Several messages seeking comment from Chinese embassy officials in Washington were not returned. In the past, officials have called The Epoch Times as “a propaganda tool.”
Falun Gong is a broad, loosely based movement that combines parts of Buddhism, Taoism and the ideas of its founder, Li Hongzhi, with meditation and simple exercises. It lacks a central hierarchy, so to say it “owns” something can be technically inaccurate. But many Epoch Times staffers, including Gregory, are part of the movement.
The movement, which drew millions of followers throughout the 1990s, was outlawed in 1999 after adherents staged a massive demonstration outside the Chinese government’s main compound in Beijing. Thousands were jailed or sent to labor camps as the government tried to discredit and eradicate the sect, which officials view as a threat to social stability and communist rule.
The Epoch Times began as a Web site based in an Atlanta suburb after its founders grew alarmed about what was happening to fellow Falun Gong members in China, Gregory said.
It has since blossomed into a large operation that has offices in 30 countries, publishes in 17 languages on the Web and 10 languages in print, and boasts total weekly circulation of 1.4 million.
English editions in New York are weeklies, and at the top, they promise “A fresh look at our changing world.” The word “epoch” means a distinctive period of time.
A recent English edition in New York had front-page stories about the warm weather and the papers of Martin Luther King Jr. The news organization’s coverage of China, however, is strident and critical. Reports have included stories about China allegedly harvesting the organs of Falun Gong members.
Gregory said Epoch Times correspondents in China have been harassed, imprisoned and tortured. Some of the incidents have been documented by the Committee to Protect Journalists. The paper reaches the Chinese through travelers and people who circumvent Internet censors.
Gregory says the paper provides coverage that is lacking from Western media outlets and state-run news outlets in China.

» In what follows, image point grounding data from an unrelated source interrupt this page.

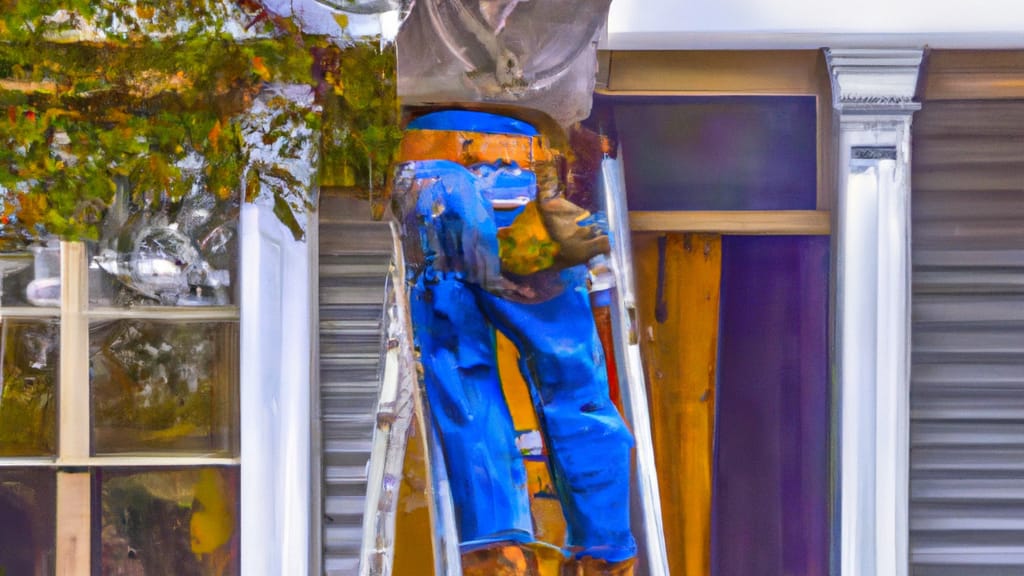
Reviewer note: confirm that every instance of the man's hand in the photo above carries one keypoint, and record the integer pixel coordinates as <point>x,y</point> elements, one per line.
<point>580,235</point>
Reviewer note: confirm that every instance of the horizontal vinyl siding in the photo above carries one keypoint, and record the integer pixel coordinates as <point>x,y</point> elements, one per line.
<point>967,393</point>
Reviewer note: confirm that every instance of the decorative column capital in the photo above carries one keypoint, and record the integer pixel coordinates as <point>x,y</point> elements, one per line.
<point>873,81</point>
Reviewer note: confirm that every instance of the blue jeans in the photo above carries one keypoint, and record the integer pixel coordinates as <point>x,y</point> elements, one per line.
<point>454,320</point>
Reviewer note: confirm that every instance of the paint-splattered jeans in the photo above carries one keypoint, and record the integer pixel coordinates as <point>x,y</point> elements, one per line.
<point>588,443</point>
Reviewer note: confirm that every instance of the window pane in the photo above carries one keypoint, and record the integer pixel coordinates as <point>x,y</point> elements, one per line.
<point>164,386</point>
<point>714,153</point>
<point>28,393</point>
<point>27,521</point>
<point>31,277</point>
<point>178,253</point>
<point>169,521</point>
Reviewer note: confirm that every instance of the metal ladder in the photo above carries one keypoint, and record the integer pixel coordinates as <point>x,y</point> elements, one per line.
<point>354,262</point>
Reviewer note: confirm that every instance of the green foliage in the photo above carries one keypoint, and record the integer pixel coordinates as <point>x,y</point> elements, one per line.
<point>81,116</point>
<point>360,117</point>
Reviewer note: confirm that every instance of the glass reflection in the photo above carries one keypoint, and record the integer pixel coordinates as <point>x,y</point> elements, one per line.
<point>169,522</point>
<point>164,386</point>
<point>28,393</point>
<point>27,522</point>
<point>171,252</point>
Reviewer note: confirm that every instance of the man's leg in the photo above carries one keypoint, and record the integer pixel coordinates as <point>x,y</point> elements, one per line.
<point>485,470</point>
<point>590,445</point>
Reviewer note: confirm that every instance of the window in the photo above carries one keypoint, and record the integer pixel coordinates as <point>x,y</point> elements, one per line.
<point>119,414</point>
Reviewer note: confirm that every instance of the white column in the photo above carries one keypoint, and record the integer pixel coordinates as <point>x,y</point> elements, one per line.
<point>872,95</point>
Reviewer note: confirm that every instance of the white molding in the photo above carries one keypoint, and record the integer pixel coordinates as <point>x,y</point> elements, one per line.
<point>873,91</point>
<point>873,80</point>
<point>274,401</point>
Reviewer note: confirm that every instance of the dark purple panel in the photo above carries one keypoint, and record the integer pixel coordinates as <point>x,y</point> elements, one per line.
<point>717,153</point>
<point>770,486</point>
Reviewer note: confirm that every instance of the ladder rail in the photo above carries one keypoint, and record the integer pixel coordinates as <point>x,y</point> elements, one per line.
<point>400,405</point>
<point>627,346</point>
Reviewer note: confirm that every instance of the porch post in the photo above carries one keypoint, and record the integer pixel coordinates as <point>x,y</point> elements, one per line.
<point>872,96</point>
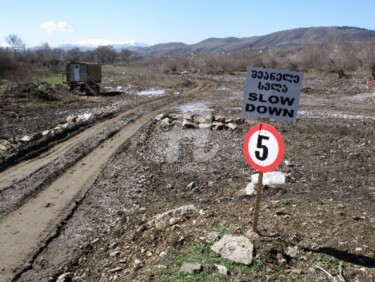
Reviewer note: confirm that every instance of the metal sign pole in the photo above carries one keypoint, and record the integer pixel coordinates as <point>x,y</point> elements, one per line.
<point>258,193</point>
<point>257,201</point>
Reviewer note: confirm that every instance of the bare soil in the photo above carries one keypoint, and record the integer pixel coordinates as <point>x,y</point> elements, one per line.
<point>80,203</point>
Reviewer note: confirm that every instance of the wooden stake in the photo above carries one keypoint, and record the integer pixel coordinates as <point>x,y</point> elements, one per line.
<point>257,201</point>
<point>258,194</point>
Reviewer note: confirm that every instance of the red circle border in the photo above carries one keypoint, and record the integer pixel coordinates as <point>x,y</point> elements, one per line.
<point>280,142</point>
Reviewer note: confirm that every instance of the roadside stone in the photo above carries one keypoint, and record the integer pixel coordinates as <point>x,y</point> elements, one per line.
<point>114,253</point>
<point>211,237</point>
<point>239,121</point>
<point>25,139</point>
<point>5,145</point>
<point>116,269</point>
<point>191,185</point>
<point>219,119</point>
<point>188,124</point>
<point>191,268</point>
<point>217,125</point>
<point>250,188</point>
<point>160,117</point>
<point>45,132</point>
<point>204,126</point>
<point>292,252</point>
<point>231,126</point>
<point>64,277</point>
<point>221,269</point>
<point>165,122</point>
<point>137,264</point>
<point>235,248</point>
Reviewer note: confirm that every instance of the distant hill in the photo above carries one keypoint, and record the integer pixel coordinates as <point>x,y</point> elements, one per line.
<point>293,37</point>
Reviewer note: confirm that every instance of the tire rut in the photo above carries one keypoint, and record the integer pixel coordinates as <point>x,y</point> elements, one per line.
<point>27,229</point>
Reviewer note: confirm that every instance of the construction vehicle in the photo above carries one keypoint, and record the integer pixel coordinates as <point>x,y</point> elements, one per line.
<point>84,76</point>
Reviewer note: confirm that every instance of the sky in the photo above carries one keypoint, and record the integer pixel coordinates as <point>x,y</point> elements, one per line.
<point>151,22</point>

It is unclear exactly who owns the paper and how it receives much of its funding. An Associated Press reporter was allowed a brief visit to The Epoch Times headquarters in Manhattan, but wasn’t allowed to interview anyone beyond Gregory.
“If we were to discuss who the ownership is, I believe that would put them in a situation in which they would be under a great deal of pressure,” Gregory said.
Many Chinese business and community leaders are wary of The Epoch Times because they worry its Falun Gong connections could endanger their relations with Chinese authorities. Gregory said those who advertise in the paper often get calls from the Chinese consulate telling them not to.
An Epoch Times reporter shouted at Chinese President Hu Jintao during a White House ceremony in 2006. Soon afterward, The Epoch Times and the reporter, who had been deeply involved in the organ-harvesting stories, agreed she should leave the staff, Gregory said.